I cannot decrypt data from both the client and the server. Help me please.

Solution

  • The posted C++ code is fine. It returns the posted ciphertext STpu...0lWJ on my machine and the ciphertext can be decrypted with the decrypt() method.

    In contrast, although the posted C# code returns the posted ciphertext tIDl...RoEM=, the ciphertext cannot be decrypted using the Decrypt() method. This has two reasons:

    • In the Encrypt() and in the Decrypt() method different keys are used. The key of the Decrypt() method matches the key applied in the C++ code. With regard to a comparison of the ciphertexts of both codes, the key in the Encrypt() method should be replaced.
    • The ciphertext is Base64 encoded in the Encrypt() method, but not Base64 decoded in the Decrypt() method (but ASCII encoded instead).
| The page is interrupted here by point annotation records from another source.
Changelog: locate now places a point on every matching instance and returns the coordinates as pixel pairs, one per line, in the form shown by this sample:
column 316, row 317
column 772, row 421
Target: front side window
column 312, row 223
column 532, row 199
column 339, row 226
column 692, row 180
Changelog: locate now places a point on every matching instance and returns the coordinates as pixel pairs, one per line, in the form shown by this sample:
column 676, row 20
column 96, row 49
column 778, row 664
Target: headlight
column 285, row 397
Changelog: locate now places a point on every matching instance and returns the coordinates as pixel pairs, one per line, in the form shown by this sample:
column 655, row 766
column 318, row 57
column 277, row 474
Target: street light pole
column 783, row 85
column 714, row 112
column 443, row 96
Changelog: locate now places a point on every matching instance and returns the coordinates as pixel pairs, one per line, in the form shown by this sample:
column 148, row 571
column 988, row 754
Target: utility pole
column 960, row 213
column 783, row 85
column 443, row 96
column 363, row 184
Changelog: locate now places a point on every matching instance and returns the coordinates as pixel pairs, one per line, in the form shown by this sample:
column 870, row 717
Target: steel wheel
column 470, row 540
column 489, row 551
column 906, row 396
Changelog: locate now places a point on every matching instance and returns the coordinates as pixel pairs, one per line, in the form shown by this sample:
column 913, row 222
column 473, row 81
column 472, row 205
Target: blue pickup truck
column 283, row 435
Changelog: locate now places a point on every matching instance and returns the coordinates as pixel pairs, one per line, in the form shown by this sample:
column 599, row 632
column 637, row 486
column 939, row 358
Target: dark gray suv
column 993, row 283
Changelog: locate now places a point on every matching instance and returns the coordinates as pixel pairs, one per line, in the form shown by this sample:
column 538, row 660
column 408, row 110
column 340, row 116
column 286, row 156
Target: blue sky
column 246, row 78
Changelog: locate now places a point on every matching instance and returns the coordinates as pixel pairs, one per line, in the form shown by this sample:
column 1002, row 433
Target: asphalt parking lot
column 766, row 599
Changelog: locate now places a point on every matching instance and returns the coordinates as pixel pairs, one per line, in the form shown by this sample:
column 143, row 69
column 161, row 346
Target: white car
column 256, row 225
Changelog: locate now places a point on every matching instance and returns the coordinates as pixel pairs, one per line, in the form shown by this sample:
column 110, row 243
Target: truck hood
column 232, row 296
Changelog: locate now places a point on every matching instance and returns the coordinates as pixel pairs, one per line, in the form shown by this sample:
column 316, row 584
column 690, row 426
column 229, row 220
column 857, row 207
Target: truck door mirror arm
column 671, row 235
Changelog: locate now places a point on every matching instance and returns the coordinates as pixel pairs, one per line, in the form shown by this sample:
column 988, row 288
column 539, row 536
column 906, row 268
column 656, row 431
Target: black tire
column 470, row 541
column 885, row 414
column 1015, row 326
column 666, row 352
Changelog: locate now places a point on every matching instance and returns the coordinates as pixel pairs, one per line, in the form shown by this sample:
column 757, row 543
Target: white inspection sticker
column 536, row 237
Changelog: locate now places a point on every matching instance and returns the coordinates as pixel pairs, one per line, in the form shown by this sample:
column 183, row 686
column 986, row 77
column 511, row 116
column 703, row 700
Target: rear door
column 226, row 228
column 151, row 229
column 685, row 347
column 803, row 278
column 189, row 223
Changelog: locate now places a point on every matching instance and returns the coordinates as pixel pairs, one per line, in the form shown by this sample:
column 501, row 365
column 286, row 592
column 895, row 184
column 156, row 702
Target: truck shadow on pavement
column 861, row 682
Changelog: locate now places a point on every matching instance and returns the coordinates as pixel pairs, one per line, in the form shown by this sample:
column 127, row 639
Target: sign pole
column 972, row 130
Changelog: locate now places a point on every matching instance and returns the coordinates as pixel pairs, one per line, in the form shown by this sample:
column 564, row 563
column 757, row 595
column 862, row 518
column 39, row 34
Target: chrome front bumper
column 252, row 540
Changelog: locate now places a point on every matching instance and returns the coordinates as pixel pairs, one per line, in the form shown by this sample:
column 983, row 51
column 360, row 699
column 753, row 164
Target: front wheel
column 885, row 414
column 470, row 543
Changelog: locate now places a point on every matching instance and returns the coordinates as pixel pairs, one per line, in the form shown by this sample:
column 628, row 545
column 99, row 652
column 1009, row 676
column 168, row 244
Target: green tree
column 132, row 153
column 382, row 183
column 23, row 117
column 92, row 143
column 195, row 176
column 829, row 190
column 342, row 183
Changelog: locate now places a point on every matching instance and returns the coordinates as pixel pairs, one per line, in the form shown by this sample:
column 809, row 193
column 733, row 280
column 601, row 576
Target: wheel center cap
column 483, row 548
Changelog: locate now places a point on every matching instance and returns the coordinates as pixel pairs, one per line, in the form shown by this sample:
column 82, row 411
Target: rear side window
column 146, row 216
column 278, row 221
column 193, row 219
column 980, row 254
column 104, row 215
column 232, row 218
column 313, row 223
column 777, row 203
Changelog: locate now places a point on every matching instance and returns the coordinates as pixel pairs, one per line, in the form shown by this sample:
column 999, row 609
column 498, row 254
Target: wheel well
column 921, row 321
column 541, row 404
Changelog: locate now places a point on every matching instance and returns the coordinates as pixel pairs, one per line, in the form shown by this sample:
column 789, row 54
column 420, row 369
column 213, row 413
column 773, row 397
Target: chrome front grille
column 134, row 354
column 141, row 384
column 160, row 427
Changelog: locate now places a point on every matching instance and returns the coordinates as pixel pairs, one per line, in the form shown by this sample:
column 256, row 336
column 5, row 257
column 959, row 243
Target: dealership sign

Here a Base64 decoding must be done in the Decrypt() method (note that an ASCII decoding in the Encrypt() method is not an alternative, since this would corrupt the ciphertext).

    If these two bugs are fixed, the ciphertexts of C++ and C# code match except for the end. This last mismatch is caused by different paddings. In the C++ code PKCS7 padding is used, in the C# code Zero padding. If the padding in the C# code (in the Encrypt() and Decrypt() methods) is changed to PaddingMode.PKCS7, the ciphertexts match.

    Other problems in the C# code are:

    • In the Encrypt() method Encoding.Default is used, in the Decrypt() method Encoding.ASCII. Here a consistent encoding, e.g. Encoding.UTF8 should be applied.
    • The specified 128-bit key size is not consistent with the 256-bit key used. This has no effect because the explicit key specification automatically corrects the key size (nevertheless, the key size should be specified correctly or completely omitted).

    Also, it should be noted that a static IV is insecure (for testing purposes, of course, that's OK).